Abbiamo appena completato il piano regolatore GreenWay [a Sydney] per collegare l’Iron Cover al fiume Cooks: è un bel progetto in cui lo spazio aperto, fondamentalmente legato all’infrastruttura, viene ripensato per diventare parte della rete dei parchi cittadini. È un corridoio infrastrutturale di ferrovia leggera che corre lungo una rete di piccoli corsi d’acqua e fa anche da collegamento con lo spazio aperto, un corridoio. È una strategia di trasporto attivo continuo, un collegamento ciclabile e un collegamento pedonale, uno spazio libero per i residenti, ed è anche un polmone verde per gli abitanti in termini di trattamento delle acque e dell’aria. Solo la città ha tanto terreno da poterlo destinare a parco e quindi poter prendere in considerazione l’infrastruttura ferroviaria, l’infrastruttura autostradale, l’infrastruttura dei servizi: queste aree spesso non sono gestite come parchi, ma possono essere dei parchi straordinari.

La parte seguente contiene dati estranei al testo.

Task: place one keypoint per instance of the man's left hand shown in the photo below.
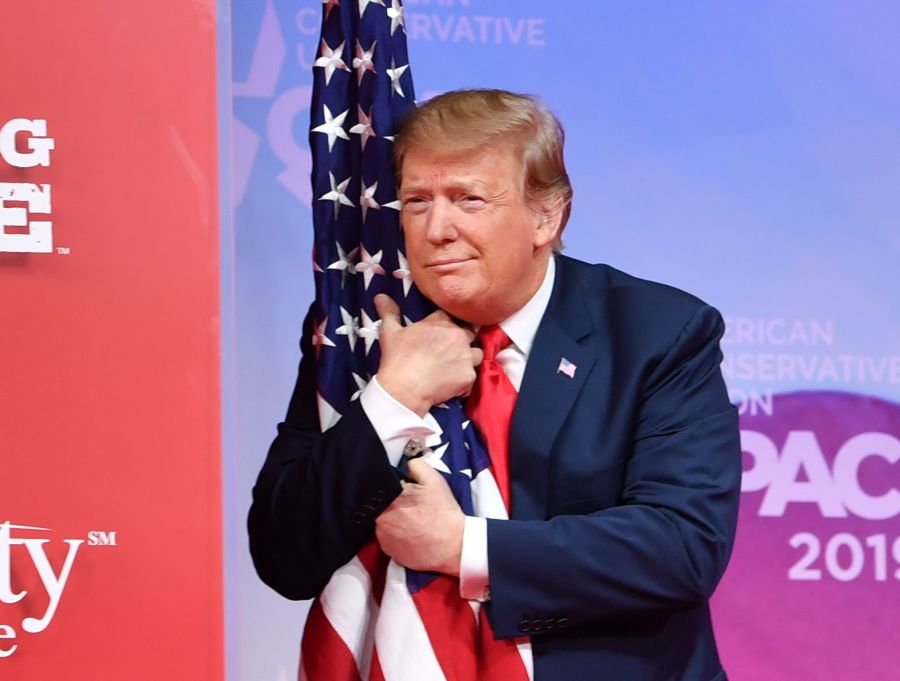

La biourbanistica può governare il ritmo e la scala delle nuove edificazioni?
C’è ancora un’enorme quantità di edilizia urbana in corso di realizzazione, e per i paesi in via di sviluppo c’è l’occasione di fare un balzo in avanti. Invece di industrializzarsi e usare i processi dell’industria oggi possono costruire le città usando la tecnologia dell’energia e della mobilità che già si sta configurando. Grazie all’urbanistica metropolitana di grande scala i paesi in via di sviluppo possono fare molto meglio di quanto non abbiano fatto i paesi occidentali con le loro città. Ma ciò significa pensare controcorrente e cambiare la prassi tradizionale: adottare le energie rinnovabili e le altre forme di tecnologia che è possibile usare.